Monstrelet nous apprend que le roi d'Aragon se fit frere-d'armes du duc de Bourgogne par un simple traité. Les princes formaient dans l'éloignement leur contrat de fraternité-d'armes, par des traités authentiques, suivant l'usage des temps. Ce fut par un acte semblable que le duc de Bretagne et le comte de Charolais devinrent freres-d'armes l'un de l'autre. M. Ducange, dans sa dissertation sur Joinville, a rapporté le traité de fraternité-d'armes entre Bertrand du Guesclin et Olivier de la Marche, et celui que Louis XI. et Charles dernier duc de Bourgogne firent ensemble.
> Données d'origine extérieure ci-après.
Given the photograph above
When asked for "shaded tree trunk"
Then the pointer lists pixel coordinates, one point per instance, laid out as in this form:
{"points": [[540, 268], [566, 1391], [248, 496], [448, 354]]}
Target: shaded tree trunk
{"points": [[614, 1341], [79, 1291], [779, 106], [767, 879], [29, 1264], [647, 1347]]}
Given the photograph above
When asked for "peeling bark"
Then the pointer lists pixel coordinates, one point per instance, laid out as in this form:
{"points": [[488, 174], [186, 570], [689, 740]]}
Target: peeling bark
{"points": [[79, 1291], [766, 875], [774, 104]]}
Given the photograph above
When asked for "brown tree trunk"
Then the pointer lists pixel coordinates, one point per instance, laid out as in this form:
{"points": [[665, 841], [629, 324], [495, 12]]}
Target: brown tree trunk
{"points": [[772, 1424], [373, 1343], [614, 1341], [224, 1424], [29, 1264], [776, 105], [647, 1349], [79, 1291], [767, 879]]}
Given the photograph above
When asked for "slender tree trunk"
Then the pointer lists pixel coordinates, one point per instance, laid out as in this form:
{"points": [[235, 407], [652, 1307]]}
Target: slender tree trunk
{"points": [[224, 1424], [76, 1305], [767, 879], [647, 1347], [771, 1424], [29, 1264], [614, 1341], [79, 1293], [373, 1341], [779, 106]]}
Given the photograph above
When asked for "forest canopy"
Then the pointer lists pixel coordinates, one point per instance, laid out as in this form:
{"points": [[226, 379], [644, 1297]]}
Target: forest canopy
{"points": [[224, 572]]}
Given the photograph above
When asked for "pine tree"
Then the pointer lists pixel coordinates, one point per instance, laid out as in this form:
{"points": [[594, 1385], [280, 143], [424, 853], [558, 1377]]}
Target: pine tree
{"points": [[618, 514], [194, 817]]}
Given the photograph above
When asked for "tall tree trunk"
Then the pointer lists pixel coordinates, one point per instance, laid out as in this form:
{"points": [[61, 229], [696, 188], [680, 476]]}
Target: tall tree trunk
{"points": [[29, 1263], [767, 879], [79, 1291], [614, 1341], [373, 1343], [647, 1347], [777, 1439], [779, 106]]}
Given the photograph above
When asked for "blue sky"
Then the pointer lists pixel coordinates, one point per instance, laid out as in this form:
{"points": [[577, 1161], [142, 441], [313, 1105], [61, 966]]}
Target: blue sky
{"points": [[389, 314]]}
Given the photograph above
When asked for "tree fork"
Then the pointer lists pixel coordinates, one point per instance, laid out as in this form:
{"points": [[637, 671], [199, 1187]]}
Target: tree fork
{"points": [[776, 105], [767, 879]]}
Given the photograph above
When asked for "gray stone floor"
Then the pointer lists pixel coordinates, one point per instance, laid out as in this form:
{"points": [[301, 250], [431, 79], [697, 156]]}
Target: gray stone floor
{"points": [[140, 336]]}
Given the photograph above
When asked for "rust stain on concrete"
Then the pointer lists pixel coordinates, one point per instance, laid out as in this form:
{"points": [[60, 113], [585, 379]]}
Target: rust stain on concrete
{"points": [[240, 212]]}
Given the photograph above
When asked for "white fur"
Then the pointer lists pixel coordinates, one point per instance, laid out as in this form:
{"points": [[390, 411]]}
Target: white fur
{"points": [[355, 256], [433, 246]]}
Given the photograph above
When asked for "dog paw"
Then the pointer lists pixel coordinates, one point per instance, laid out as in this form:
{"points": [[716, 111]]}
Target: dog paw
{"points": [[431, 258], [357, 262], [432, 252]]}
On vit, à la vérité le duc de Bourgogne violer les serments de sa fraternité-d'armes avec le duc d'Orléans ; mais c'est un exemple très-rare, auquel on peut opposer celui du duc de Bretagne, longtemps ennemi irréconciliable du connétable Clisson. La haine de ce duc fit place aux sentiments de la fraternité, lorsqu'il fut devenu frere-d'armes du connétable. Jamais amitié ne fut plus sincère que celle qui regna depuis entr'eux, jusqu'à la mort du duc de Bretagne : Clisson la lui continua encore après sa mort dans la personne de ses enfants ; il fut toujours leur père.

Au reste, les fraternités militaires donnaient à des seigneurs particuliers le moyen de faire des entreprises dignes des souverains. Lorsque la guerre ne les retenait pas au service de leur monarque, ils s'associaient pour aller purger une province de brigands qui l'infestaient ; pour délivrer des nations éloignées du joug des infidèles ; pour venger un prince opprimé, et déthroner un usurpateur. Enfin, comme les meilleures choses dégénèrent, il arriva que les fraternités-d'armes rendirent un grand nombre de seigneurs indépendants, et quelquefois rébelles.

Il arriva pareillement de-là, que les fraternités-d'armes contractées par des sujets ou des alliés de nos rais, firent naître des soupçons sur la fidélité de ceux qui avaient pris ces engagements. Le roi de France, en 1370, témoigna son mécontentement de la conduite d'Ostrenant son allié, qui avait accepté l'ordre de la Jarretière ; et l'on ne fut pas moins scandalisé de voir le duc d'Orléans se lier en 1399 par une fraternité-d'armes et d'alliance avec le duc de Lancastre, qui peu après déthrona Richard, roi d'Angleterre, gendre du roi Charles VI. Le crédit que donnaient ces sortes de sociétés était en effet d'une conséquence dangereuse pour le repos de l'état : on sait comment elles finirent dans ce royaume. (D.J.)